An der Donau

Von der Königswarte, einem Berg ganz im Osten Österreichs, geht die Tagesetappe am südlichen Donauufer entlang westwärts. Die Orte gehören größtenteils zu Niederösterreich, nur der Startpunkt liegt im Burgenland: Kittsee bildet den nördlichsten Zipfel des Bundeslandes. Der Ort gilt als größte Marillen-Gemeinde Österreichs und besitzt außerdem ein großes Barockschloß.

Bad Deutsch-Altenburg liegt westlich von Hainburg direkt an der Donau.
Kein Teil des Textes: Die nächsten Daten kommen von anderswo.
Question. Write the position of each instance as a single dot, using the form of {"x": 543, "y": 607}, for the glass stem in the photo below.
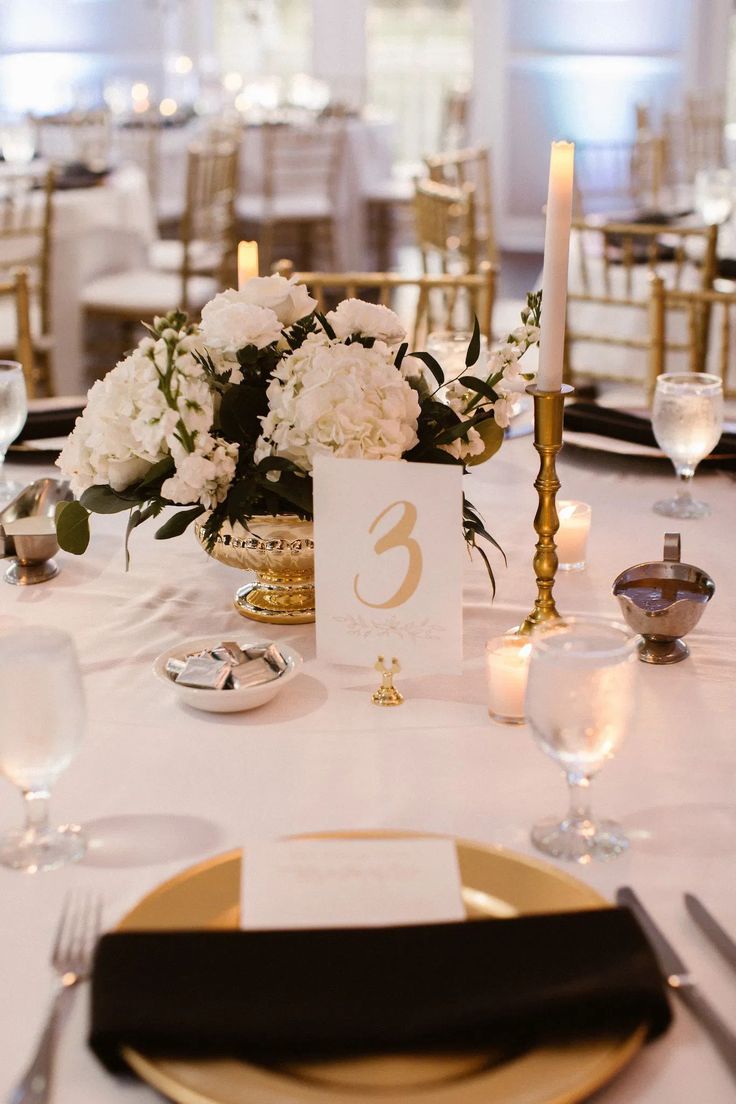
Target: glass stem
{"x": 579, "y": 800}
{"x": 684, "y": 484}
{"x": 36, "y": 811}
Deutsch-Altenburg übrigens zur Unterscheidung von Ungarisch-Altenburg. Das heißt heute aber Mosonmagyaróvár. Die Bezeichnung Deutsch- kommt hier im Osten Österreichs häufiger vor; es gibt dann meist noch ein Pendant, das Windisch- oder Kroatisch- heißt. Als Bad hat der Ort natürlich auch einen Kurpark zu bieten, mit einigen schönen Alleen.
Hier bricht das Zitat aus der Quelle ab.